The philosopher Robin Dillon’s work on self-respect is useful here. Dillon distinguishes between “recognition self-respect” — treating oneself as a person with rights and dignity — and “evaluative self-respect” — a positive assessment of one’s own qualities. In the sexual domain, recognition self-respect involves the capacity to withhold consent, to stop what is happening, to assert one’s own boundaries. Evaluative self-respect involves a more active orientation: knowing what one wants, feeling entitled to it, and pursuing it.
Many women have the first without the second. They will not, when the moment comes, submit to something they actively do not want. But they have difficulty articulating what they do want, asking for it, or treating its presence as an expectation rather than a bonus. This gap — between the right to refuse and the capacity to actively pursue one’s own pleasure — is where a great deal of female sexual experience lives.
Autonomy in Practice: What It Actually Involves
Sexual autonomy, in its full sense, involves several things that deserve to be named separately.
Self-knowledge. Knowing what one actually wants — distinct from what one is supposed to want, what one’s partner seems to want, what is represented in pornography or romantic fiction — requires genuine attention to one’s own experience. This sounds obvious; it is, for many women, genuinely difficult. The suppression of female desire across history has not only restricted the expression of desire; it has disrupted women’s relationship with their own desires as internal states.
Entitlement. The sense that one’s desires are legitimate claims on a partnered encounter, not private bonuses. Research consistently shows that women communicate their sexual preferences less assertively than men — not because they have fewer preferences, but because they have absorbed the social message that their preferences are secondary. Treating one’s own pleasure as a rightful expectation, rather than something to be grateful for when it occurs, is not a small shift.
The right to initiate and the right to decline. Agency operates in both directions. A woman who cannot comfortably initiate desire when she feels it is constrained in one direction; a woman who cannot comfortably decline when she does not is constrained in the other. Both constraints are real, and they operate at different points in different lives.
The absence of coercion. Coercion does not require force. It includes the emotional coercion of a partner who sulks when denied, the social coercion of environments where women’s refusal is costly, the internalised coercion of believing that one’s partner’s needs must be met regardless of one’s own. Genuine agency exists only where these are absent.

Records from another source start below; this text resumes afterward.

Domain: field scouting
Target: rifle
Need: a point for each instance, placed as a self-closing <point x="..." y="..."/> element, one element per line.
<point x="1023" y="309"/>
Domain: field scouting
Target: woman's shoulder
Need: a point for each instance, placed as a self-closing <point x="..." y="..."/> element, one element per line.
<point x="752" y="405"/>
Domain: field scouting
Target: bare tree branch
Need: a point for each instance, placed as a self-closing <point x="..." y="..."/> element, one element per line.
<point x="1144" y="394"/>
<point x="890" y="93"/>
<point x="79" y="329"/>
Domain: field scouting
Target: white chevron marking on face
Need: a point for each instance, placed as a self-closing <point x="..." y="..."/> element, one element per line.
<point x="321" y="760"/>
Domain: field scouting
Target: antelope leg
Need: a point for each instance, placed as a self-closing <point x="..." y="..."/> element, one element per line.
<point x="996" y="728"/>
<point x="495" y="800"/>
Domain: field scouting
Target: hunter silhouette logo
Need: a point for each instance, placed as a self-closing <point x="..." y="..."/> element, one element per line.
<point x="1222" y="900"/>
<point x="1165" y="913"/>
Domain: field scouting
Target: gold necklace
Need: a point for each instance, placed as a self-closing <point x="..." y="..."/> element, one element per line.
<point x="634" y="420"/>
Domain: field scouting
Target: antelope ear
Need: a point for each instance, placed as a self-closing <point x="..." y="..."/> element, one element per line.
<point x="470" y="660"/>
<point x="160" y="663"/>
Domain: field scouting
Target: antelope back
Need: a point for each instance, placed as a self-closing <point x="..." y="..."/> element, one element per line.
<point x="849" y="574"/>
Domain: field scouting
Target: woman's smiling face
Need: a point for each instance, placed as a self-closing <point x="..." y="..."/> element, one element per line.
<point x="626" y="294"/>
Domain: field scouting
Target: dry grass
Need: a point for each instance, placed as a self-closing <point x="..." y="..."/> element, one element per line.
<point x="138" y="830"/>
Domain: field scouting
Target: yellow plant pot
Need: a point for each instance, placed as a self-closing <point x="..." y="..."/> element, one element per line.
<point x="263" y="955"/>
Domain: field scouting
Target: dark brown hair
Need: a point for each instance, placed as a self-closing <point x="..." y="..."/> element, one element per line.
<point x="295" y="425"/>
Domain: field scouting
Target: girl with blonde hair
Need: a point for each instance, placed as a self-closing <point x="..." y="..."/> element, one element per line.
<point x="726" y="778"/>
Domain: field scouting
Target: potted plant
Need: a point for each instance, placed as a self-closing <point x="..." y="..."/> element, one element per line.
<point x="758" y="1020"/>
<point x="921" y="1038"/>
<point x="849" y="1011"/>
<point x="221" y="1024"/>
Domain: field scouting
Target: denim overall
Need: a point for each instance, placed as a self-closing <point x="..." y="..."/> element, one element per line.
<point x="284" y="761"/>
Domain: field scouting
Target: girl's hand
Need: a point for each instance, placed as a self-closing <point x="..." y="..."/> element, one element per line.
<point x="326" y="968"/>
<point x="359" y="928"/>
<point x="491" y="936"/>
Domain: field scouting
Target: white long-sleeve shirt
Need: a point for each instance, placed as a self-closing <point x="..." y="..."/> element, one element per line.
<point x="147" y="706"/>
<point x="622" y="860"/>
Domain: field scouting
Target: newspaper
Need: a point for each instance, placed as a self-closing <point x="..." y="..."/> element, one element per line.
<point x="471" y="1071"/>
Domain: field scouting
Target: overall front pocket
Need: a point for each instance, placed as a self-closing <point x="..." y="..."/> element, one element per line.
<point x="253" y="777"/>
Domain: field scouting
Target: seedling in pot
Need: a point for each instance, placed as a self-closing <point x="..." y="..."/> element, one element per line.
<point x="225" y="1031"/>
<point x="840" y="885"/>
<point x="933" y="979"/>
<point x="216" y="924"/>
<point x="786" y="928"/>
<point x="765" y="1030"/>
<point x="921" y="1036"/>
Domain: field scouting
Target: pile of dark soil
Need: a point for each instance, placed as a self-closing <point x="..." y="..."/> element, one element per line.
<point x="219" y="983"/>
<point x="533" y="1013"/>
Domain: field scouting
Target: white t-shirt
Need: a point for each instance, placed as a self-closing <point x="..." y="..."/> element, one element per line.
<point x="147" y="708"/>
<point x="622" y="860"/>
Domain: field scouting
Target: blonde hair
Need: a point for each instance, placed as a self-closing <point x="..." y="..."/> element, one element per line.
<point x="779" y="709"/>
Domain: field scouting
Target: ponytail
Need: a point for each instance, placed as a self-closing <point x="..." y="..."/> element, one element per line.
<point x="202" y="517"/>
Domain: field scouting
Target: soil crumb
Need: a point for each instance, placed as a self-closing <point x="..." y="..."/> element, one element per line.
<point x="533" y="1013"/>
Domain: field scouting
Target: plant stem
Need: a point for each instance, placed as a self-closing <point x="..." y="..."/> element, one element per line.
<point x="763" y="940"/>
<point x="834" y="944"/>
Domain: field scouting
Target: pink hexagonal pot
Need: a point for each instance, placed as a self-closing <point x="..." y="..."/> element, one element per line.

What This Looks Like in Practice
Autonomous female desire, in practice, often looks less dramatic than either cultural fantasy or feminist theory suggests. It looks like a woman who knows what she wants and asks for it, without preemptive apology. Like the capacity to say not that, and also the capacity to say yes, I want that. Like relationships where both people’s pleasure is treated as equally important by both people. Like the absence of the low-grade performance of desire that many women describe — the maintenance of interest or enthusiasm they don’t feel, for a partner’s sake.
It is not necessarily more frequent sex, or more adventurous sex, or sex that looks a particular way. It is sex that is genuinely one’s own — entered into freely, conducted with real attentiveness to one’s own experience, and existed for reasons that belong to oneself.
That is a modest description of what desire on one’s own terms looks like. And for many women, it remains aspirational.